Passengers told the local news media that the train, which is operated by the private company Trenes de Buenos Aires, was traveling faster than normal and had struggled to slow down when braking at stations ahead of Once Station.

Trenes de Buenos Aires said in a statement that the reasons for the crash had not been determined, though the company acknowledged that the train “wasn’t able to stop.”
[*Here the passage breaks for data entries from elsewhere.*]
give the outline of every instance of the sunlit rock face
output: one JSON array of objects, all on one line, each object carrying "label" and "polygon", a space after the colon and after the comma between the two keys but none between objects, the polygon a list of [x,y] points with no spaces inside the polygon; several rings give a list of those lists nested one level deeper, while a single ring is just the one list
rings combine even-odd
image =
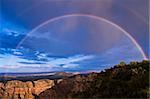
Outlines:
[{"label": "sunlit rock face", "polygon": [[2,99],[34,99],[35,96],[52,86],[54,86],[54,81],[48,79],[33,82],[8,81],[5,85],[0,83],[0,97]]},{"label": "sunlit rock face", "polygon": [[20,42],[17,49],[27,49],[20,58],[32,62],[18,65],[25,71],[103,70],[120,61],[144,59],[134,43],[127,33],[103,19],[56,18],[33,29]]}]

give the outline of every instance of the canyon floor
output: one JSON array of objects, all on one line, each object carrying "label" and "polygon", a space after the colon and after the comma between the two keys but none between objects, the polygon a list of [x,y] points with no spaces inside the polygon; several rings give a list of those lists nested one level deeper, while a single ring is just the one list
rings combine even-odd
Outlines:
[{"label": "canyon floor", "polygon": [[149,98],[149,61],[120,62],[101,72],[0,76],[0,99]]}]

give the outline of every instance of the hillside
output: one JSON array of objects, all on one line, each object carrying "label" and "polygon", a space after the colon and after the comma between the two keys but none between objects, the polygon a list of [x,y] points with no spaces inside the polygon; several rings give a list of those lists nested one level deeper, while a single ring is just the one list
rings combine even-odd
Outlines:
[{"label": "hillside", "polygon": [[39,99],[148,98],[149,92],[149,61],[121,62],[101,73],[66,78]]},{"label": "hillside", "polygon": [[0,99],[143,99],[150,96],[149,88],[149,61],[120,62],[100,73],[59,72],[54,76],[0,81]]}]

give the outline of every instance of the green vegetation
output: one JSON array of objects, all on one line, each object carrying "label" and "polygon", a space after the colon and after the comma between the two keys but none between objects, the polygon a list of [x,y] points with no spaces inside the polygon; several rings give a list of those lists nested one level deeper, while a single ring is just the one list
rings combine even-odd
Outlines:
[{"label": "green vegetation", "polygon": [[[79,78],[79,77],[78,77]],[[148,98],[149,61],[120,62],[101,73],[80,77],[71,92],[73,98]],[[83,85],[82,87],[79,87]]]},{"label": "green vegetation", "polygon": [[120,64],[100,73],[78,74],[42,92],[39,99],[140,98],[150,96],[149,61]]}]

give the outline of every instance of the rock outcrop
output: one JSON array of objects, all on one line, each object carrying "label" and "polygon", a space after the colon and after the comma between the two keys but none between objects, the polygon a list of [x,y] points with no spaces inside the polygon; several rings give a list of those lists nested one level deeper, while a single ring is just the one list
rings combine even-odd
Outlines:
[{"label": "rock outcrop", "polygon": [[34,96],[54,86],[54,80],[41,79],[22,82],[19,80],[0,83],[0,98],[2,99],[34,99]]}]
Video footage of the crash taken by people at the scene showed people walking along the platform, with screams audible. People were pulling others out of the wreckage.

“I saw a lot of people bleeding and some who were trapped,” said one survivor, a 23-year-old woman, quoted by the newspaper Clarín.

Last September, a commuter train on the same line crashed into a passenger bus and hit a second train at the Flores Station, killing 11 and injuring more than 200. The bus had crossed the tracks when the barrier was down. In February 2011, four people were killed in a collision of two trains.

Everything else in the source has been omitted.